Improve admin-import performance

Running on the latest community version of neo4j, I'm trying to bulk-import data into an empty database using the following command.

.\bin\neo4j-admin.ps1 database import full --overwrite-destination neo4j `
    --nodes="type_1.tsv.gz" `
    --nodes="type_2_header.tsv.gz,\.*type_2.tsv.gz" `
    --delimiter "\t" --array-delimiter ";" --verbose `

This query works as expected, though my data is over 2 TB, and this process running on NVMe takes over 3 weeks. Is there anything I can do to speed it up?

Given the extensive runtime, I cannot experiment with options, and I'm only interested in solutions that are proven to speed up performance.

Probably it works very slow because nodes and relations aren't sorted. You can sort nodes in files by id in python. To do that don't use pandas because it's too slow. I suggest use modin https://pypi.org/project/modin/ or polars https://docs.pola.rs/ to make some preprocessing.
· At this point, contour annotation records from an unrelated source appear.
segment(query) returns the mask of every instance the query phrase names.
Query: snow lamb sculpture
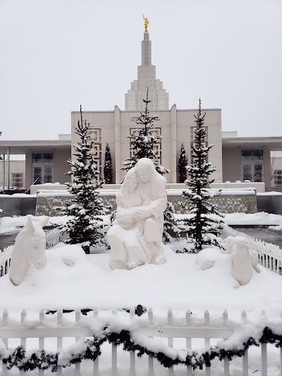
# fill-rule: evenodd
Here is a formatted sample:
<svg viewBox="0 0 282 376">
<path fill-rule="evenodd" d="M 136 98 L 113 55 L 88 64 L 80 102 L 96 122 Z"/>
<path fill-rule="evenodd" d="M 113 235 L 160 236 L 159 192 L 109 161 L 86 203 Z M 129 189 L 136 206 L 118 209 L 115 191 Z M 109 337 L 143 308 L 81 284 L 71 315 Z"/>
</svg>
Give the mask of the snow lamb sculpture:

Are you suggesting to sort 2TB of data?

You can try to sort data inside separate files, of course 2 TB is too big to place in to memory. Polars has special mode for this purpose https://docs.pola.rs/api/python/stable/reference/lazyframe/api/polars.LazyFrame.sort.html

I use this library to work with huge files I hope it will help You too

Thanks! While sorting might improve, I won't be able to invest in sorting as it will take both additional runtime and dev time. For instance, it won't be worth it if it takes 1 week to sort and then 2 weeks to import, which, using the bash sorting tool with on-disk cache, it already takes a long time to sort, so this tool wont be significantly faster.

Other than sorting, what else I can do relying on neo4j?
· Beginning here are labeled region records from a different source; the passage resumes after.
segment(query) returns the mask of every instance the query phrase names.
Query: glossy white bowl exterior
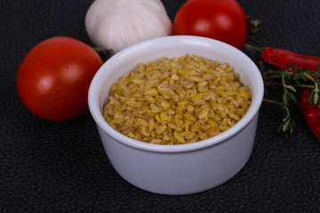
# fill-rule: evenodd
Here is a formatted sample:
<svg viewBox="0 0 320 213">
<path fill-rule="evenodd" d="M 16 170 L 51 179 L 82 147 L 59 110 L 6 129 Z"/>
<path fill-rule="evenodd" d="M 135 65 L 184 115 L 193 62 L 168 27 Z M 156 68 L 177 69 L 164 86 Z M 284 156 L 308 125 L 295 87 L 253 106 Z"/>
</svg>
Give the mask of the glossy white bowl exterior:
<svg viewBox="0 0 320 213">
<path fill-rule="evenodd" d="M 139 62 L 186 53 L 228 62 L 249 85 L 252 100 L 246 114 L 227 131 L 194 144 L 153 145 L 129 138 L 112 129 L 101 114 L 111 84 Z M 255 64 L 239 50 L 196 36 L 167 36 L 132 45 L 109 59 L 95 75 L 89 90 L 90 112 L 107 155 L 118 174 L 144 190 L 188 194 L 217 186 L 246 163 L 254 144 L 263 82 Z"/>
</svg>

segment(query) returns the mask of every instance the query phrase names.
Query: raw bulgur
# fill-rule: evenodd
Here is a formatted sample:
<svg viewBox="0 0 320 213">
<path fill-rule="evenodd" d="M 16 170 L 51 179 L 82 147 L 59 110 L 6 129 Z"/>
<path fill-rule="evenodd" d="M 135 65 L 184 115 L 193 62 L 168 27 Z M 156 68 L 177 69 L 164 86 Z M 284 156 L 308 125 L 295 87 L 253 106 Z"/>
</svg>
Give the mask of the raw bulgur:
<svg viewBox="0 0 320 213">
<path fill-rule="evenodd" d="M 193 143 L 235 125 L 251 99 L 249 87 L 228 63 L 187 54 L 140 63 L 121 76 L 111 86 L 103 116 L 136 140 Z"/>
</svg>

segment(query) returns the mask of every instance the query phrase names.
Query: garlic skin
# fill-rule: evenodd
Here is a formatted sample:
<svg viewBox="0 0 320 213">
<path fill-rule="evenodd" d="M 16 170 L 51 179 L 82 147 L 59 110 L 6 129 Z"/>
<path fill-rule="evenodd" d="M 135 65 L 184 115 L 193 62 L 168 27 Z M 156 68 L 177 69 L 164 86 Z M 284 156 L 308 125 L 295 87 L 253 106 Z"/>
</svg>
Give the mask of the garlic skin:
<svg viewBox="0 0 320 213">
<path fill-rule="evenodd" d="M 94 45 L 116 53 L 171 36 L 172 22 L 160 0 L 95 0 L 86 12 L 85 28 Z"/>
</svg>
You are not describing your hardware, but i can only assume that you are running this community version on a laptop.

So it is very likely that any of your queries will also take forever to execute, since it is likely you won't have enough RAM to accommodate the datasets/temporary parts of execution/etc.

For example if you have 32 GB of RAM available for Neo4J, in an ideal scenario (everything is luckily organised as per the query) you'll swap a minimum of 60 times from memory to disk ... but in a practical scenario you are looking at hundreds of swaps, maybe thousands.

RDBMS or Graph is probably the same limitation. This has nothing to do with the database - more with the physical limitations of hardware versus dataset sizes.

You should size your data accordingly ...

I'm running on a desktop computer with 64GB RAM and NVMe.

If I'm reading you correctly, you're assuming the database operations will work efficiently if the system has enough memory to accommodate all the data. I doubt that because if you have enough memory to accommodate all the data, why would you need a database solution in the first place?

This is not about running queries, though; it is about importing data into the database.

What I mean is that performance is going to be slower, depending upon the available resources ... "twice as much memory" is at a theoretical best " half the time".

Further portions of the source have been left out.